Quantitative Imaging Biomarkers of Neurodegenerative Brain Disorders

Neurodegenerative diseases such as Alzheimer’s and Parkinson’s are debilitating and largely untreatable conditions strongly linked with age. As Europe has a rapidly aging population, neurodegenerative diseases are among the leading medical and societal challenges faced by EU society (www.neurodegenerationresearch.eu). Biomarkers play a significant role in the understanding and diagnosis of neurodegenerative disorders. In neurodegenerative diseases, characteristic metabolic brain patterns can be identified with network analysis (e.g., Scaled Subprofile Model/Principal Component Analysis – SSM/PCA) of FDG PET/CT brain scans. These syndrome-specific metabolic patterns can be detected already in the preclinical disease stages, which may last for decades. Detecting and understanding these earliest disease stages is crucial for the development of disease-modifying treatments.

Advanced Optical Imaging Systems

Biomedical optical imaging (BMOI) enables capturing valuable information from biological processes in diseased and healthy tissues. Increased understanding of life at the macro- and microscales have improved clinical diagnosis and treatment. However, multiple challenges of BMOI remain, such as incomplete information available by a single BMOI modality, which requires combining multiple complementary modalities, quantification of optical imaging biomarkers (OIB), and inadequate understanding of relations between macro- and microscopic optical properties.
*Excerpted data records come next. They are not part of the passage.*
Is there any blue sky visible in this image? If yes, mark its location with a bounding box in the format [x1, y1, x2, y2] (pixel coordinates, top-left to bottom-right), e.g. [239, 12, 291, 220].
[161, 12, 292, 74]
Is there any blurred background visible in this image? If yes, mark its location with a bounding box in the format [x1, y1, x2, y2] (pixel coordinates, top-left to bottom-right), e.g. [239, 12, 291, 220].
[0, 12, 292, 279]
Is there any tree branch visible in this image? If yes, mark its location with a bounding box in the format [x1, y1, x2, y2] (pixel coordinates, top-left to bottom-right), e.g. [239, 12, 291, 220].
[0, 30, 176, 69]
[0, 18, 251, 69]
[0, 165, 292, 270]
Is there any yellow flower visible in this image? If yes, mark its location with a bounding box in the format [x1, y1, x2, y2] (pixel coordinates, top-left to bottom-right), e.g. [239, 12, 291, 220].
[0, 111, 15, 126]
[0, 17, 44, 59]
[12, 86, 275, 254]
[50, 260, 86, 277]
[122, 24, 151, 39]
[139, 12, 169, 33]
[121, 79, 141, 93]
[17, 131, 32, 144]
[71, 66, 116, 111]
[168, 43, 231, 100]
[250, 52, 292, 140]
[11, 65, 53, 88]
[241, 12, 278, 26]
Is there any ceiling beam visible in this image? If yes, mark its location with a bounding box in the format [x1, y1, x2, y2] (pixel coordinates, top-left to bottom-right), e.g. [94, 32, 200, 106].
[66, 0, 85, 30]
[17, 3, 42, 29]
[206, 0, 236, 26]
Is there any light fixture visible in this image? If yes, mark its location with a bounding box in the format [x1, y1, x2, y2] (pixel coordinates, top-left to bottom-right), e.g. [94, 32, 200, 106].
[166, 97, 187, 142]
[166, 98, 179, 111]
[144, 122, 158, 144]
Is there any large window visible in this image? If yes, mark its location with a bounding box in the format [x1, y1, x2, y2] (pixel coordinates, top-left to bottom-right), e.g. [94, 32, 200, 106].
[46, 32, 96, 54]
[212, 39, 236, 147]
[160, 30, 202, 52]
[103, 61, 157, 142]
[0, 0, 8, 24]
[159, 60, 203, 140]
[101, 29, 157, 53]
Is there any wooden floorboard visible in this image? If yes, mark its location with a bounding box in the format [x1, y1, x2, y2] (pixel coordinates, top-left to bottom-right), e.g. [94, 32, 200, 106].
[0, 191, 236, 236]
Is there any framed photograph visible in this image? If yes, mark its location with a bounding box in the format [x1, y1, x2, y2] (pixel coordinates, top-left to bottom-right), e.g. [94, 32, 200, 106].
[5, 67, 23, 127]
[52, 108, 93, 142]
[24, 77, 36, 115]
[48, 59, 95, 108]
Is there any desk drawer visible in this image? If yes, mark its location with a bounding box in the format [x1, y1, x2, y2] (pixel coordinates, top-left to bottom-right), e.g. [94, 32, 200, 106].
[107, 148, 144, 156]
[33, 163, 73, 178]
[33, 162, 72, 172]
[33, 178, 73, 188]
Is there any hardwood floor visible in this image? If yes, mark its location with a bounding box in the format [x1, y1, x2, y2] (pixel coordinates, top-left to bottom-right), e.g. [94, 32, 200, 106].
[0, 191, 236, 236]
Advanced Detectors for PET

Despite massive technological developments of PET devices in the last few decades, fundamental physical limits of detector performance have still not been fully reached. Two active fields of research aimed at improving image quality through detector improvements are pushing the limits of time-of-flight (TOF PET) resolution and geometric efficiency through axially extending the scanner to cover the whole body length (total-body PET). The two approaches have the potential to improve image quality in terms of signal-to-noise ratio by a factor of 16 (compared to non-TOF PET) and 6.3 (compared to 20 cm axial FOV), respectively. This is exemplified by the clinically relevant benefits observed with a commercial scanner with TOF improved to 214 ps, and with the first total-body scanner.